The Fed (FOMC) meets Mar 15-16, but I don't think the meetings are fixed length.
The Fed sets the loans for huge banks to borrow from the Fed directly, and those rates tend to make their way into treasury yields and even mortgage rates. Treasury yields have been very volatile recently, with stock investors panic driving down yields until the panic ends. That could happen again this week.

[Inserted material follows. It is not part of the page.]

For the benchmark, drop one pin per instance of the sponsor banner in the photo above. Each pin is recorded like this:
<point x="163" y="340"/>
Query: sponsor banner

But if the stock & bond markets are calm leading up to the Fed announcement, I expect the rate hike to cause bond yields to drop very slightly! The huge majority expect a 0.25% rate hike (Fed Chair Powell has even said he will suggest 0.25%). But given the Fed acting too slowly and recent inflation, some think a 0.50% rate hike is possible. If you average those views, times the probability, you might have 0.26% average priced into the market. So if the Fed says 0.25%, the market only has to fall from 0.26% to 0.25% as the higher rate investors are shown to be wrong. If the market is finally calm (a big "if"), that's why I would expect a 0.25% rate hike to cause a small drop in yields.
If treasury yields suddenly jump 0.25%, that would represent a very inefficient bond market. I would probably invest even more in inverse bond yields to take advantage of it, rather than just waiting for the longer-term trend of rising bond yields.